Climate Impacts Awards: Unlocking urgent climate action by making the health effects of climate change visible
The aim of this scheme is to make the impacts of climate change on physical and mental health visible to drive urgent climate policy action at scale. We will fund transdisciplinary teams to deliver short-term, high-impact projects that maximise policy outcomes by combining evidence generation, policy analysis, engaged research approaches and communication strategies.
Scheme at a glance
Lead applicant career stage: Mid-career researcher, Established researcher
Administering organisation location: Anywhere in the world (apart from mainland China)
Frequency: Annual
Funding amount: Up to £2.5 million
Funding duration: Up to 3 years
Coapplicants: Accepted
Next deadline
Full application deadline: 3 April 2024
About this scheme
In 2023, Wellcome launched the Climate Impacts Awards and funded 11 innovative global projects.
In 2024, we will fund projects that generate context-specific evidence using community knowledge and experiences to deliver actionable policy outcomes that can be scaled to multiple settings. We will prioritise funding for research that involves and serves the needs of communities most impacted by the health effects of climate change, and advances stories and narratives that tend to be absent in the media or underrepresented in public discourse (Perga et al, 2023). This will include generating and/or synthesising relevant data and insights (preferably across multiple sites or countries) on significant health issues arising from climate impacts.
We are looking for proposals with a clear theory of change and strong understanding of policy levers. Policy outcomes should be achievable within the award period, innovative in their design and should support meaningful and sustainable change. Proposals should describe the intended policy outcomes and how new insights and effective communication will influence these outcomes.
Teams must have prior demonstrable success in work that combines science, policy and society (Serrao-Neumann, et al 2021). We use the Organisation for Economic Co-operation and Development (OECD) definition of transdisciplinary research. Transdiscipilary research combines knowledge from different scientific disciplines, citizens, public and private sector stakeholders to address complex societal challenges. By engaging key stakeholders from the outset and embedding different expertise in the research design, we expect that teams will use evidence and impactful narratives on the effects of climate change on health to drive urgent policy change that supports collaborative solutions for climate change adaptation and mitigation.

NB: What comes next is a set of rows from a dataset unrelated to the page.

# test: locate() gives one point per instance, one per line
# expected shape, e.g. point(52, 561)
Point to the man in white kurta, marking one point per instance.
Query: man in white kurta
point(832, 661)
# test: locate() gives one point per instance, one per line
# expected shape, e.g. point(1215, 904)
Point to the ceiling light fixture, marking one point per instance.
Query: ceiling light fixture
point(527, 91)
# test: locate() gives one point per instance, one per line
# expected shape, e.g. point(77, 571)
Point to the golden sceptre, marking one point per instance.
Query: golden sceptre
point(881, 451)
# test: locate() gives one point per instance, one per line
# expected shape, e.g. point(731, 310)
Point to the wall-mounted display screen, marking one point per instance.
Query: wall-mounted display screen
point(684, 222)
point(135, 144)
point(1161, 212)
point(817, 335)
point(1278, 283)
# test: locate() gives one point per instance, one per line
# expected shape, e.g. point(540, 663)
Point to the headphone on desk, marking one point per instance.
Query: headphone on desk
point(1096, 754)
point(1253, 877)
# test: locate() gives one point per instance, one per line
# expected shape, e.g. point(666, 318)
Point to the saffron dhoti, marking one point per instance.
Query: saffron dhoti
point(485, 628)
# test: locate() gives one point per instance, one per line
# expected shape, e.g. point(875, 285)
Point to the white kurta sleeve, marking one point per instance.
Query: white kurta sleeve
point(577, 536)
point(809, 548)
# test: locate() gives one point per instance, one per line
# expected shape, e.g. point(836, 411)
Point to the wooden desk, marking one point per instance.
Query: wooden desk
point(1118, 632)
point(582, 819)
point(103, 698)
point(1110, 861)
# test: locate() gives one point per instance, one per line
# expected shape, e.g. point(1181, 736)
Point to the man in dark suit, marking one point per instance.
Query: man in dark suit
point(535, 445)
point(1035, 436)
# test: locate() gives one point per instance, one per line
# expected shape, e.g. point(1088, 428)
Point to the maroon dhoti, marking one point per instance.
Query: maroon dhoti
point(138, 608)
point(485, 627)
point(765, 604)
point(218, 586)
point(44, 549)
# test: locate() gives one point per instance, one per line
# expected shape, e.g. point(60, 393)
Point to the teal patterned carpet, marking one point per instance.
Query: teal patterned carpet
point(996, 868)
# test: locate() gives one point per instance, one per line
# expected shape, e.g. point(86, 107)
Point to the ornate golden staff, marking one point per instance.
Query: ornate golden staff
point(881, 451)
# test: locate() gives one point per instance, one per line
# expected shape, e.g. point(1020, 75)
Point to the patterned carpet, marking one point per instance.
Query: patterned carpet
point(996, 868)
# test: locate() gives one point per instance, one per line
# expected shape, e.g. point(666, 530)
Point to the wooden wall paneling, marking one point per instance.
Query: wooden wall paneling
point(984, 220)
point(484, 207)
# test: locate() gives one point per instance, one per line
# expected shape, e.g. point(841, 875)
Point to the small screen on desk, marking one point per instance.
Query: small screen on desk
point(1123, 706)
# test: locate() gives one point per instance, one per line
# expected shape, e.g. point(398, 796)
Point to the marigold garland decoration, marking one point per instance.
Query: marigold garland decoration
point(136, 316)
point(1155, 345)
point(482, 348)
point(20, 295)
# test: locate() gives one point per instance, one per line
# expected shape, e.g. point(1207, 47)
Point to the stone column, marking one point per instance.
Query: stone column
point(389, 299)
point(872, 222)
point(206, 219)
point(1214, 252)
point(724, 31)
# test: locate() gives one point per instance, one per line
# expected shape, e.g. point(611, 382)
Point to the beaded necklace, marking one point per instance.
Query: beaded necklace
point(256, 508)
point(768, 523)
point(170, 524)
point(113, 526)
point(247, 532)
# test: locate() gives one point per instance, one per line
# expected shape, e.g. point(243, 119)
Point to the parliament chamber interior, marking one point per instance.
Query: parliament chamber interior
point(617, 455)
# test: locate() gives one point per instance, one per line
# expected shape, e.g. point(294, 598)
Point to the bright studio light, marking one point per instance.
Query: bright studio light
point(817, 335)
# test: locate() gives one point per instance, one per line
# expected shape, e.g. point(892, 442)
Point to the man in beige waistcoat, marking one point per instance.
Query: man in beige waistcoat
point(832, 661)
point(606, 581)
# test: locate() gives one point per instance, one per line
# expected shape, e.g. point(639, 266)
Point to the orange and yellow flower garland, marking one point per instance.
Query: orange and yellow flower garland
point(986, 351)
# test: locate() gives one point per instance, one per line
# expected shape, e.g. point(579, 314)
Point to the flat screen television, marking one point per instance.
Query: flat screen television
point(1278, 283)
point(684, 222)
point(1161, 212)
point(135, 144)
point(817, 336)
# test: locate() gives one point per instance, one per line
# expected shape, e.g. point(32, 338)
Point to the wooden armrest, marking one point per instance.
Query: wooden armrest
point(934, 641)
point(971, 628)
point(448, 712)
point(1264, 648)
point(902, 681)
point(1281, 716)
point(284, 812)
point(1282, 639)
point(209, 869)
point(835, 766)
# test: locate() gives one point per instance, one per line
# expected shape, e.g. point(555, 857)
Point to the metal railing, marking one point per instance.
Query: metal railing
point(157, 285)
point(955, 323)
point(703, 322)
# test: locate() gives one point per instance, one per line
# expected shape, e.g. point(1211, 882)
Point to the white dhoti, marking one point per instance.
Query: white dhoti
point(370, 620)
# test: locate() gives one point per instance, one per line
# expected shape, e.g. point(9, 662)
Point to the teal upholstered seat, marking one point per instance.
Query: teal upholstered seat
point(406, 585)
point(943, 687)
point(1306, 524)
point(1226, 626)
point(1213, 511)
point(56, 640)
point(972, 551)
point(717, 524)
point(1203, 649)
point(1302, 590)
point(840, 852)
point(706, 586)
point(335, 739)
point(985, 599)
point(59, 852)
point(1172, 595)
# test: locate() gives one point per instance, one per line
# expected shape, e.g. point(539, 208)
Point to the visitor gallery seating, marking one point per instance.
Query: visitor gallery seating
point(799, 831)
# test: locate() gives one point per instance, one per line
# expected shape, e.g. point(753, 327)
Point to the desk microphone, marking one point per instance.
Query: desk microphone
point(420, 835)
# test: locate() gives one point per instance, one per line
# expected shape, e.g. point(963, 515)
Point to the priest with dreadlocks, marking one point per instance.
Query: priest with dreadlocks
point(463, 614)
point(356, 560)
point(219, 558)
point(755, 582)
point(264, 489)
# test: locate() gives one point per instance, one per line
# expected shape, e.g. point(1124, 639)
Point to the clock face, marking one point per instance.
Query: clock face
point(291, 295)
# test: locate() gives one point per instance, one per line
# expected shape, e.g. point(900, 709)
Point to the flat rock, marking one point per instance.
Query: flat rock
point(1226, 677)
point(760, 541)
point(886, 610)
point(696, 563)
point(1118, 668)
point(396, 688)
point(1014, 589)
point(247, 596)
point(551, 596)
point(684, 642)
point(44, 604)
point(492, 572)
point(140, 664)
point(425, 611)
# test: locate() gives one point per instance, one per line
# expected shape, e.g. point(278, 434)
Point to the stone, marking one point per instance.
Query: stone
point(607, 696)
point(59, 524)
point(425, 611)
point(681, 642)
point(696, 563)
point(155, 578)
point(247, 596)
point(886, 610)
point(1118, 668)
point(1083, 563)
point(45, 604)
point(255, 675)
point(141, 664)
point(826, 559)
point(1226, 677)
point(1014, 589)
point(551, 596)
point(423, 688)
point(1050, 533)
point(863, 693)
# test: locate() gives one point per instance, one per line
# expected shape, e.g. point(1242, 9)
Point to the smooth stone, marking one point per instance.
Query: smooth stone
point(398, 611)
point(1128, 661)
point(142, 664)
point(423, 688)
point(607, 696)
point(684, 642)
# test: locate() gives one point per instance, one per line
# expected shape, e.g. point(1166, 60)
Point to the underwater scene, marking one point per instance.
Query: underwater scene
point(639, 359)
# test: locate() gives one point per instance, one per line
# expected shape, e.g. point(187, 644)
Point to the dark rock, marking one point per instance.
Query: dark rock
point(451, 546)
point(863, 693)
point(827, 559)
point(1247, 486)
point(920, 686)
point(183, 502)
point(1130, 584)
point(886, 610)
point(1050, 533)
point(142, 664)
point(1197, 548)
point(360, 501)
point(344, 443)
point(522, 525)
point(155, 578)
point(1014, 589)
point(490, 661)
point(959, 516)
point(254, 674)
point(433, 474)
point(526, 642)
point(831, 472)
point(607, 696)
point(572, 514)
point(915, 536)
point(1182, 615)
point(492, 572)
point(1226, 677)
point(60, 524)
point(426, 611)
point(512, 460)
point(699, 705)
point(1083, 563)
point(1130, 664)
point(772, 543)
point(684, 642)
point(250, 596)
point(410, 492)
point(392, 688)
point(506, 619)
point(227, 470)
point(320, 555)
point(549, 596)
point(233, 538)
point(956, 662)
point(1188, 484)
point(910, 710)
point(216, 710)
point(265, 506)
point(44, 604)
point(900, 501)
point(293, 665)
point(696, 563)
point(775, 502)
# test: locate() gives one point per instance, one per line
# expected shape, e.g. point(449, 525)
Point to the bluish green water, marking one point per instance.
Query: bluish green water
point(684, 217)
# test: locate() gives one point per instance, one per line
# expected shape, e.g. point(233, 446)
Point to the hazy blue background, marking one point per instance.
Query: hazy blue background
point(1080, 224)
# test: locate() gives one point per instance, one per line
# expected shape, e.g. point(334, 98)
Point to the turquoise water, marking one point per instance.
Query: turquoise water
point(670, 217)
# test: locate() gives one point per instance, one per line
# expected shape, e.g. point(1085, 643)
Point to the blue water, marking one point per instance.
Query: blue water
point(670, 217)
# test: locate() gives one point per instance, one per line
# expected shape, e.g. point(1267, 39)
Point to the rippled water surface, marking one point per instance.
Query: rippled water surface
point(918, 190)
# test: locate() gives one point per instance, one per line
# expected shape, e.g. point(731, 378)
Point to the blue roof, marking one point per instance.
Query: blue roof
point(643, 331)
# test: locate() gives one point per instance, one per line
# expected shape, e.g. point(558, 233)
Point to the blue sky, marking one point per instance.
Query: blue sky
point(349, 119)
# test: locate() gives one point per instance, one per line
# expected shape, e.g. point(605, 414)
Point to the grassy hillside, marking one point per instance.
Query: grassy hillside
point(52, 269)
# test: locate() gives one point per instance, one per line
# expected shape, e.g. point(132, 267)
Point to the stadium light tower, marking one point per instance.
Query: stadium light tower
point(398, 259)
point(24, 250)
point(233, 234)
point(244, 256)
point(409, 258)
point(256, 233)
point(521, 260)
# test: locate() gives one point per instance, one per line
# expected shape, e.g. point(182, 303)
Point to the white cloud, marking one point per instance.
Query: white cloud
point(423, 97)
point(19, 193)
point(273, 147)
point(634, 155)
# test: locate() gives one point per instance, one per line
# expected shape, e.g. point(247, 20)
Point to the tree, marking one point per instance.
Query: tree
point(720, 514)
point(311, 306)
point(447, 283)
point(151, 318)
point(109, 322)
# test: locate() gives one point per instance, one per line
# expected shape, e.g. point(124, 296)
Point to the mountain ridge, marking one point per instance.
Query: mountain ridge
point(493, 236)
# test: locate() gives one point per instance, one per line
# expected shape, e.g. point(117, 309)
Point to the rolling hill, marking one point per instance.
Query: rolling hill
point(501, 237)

This scheme aims to make the impacts of climate change on health visible. There are many reasons the impacts of climate change could be invisible.
These include but are not limited to:
- distance: decision makers not being based where the impacts are happening
- ideology: political polarisation results in missing voices, disinformation or lack of information
- unseen: some of the climate impacts of environmental drivers of health outcomes (for example, certain chemicals, pollutants or microscopic organisms) may not be visible and therefore may be ignored
- linkage: the links between climate change and health effects not being explicitly made or understood
- low priority: climate change's effects on health are not given much focus due to competing priorities, unconvincing analyses and communications challenges.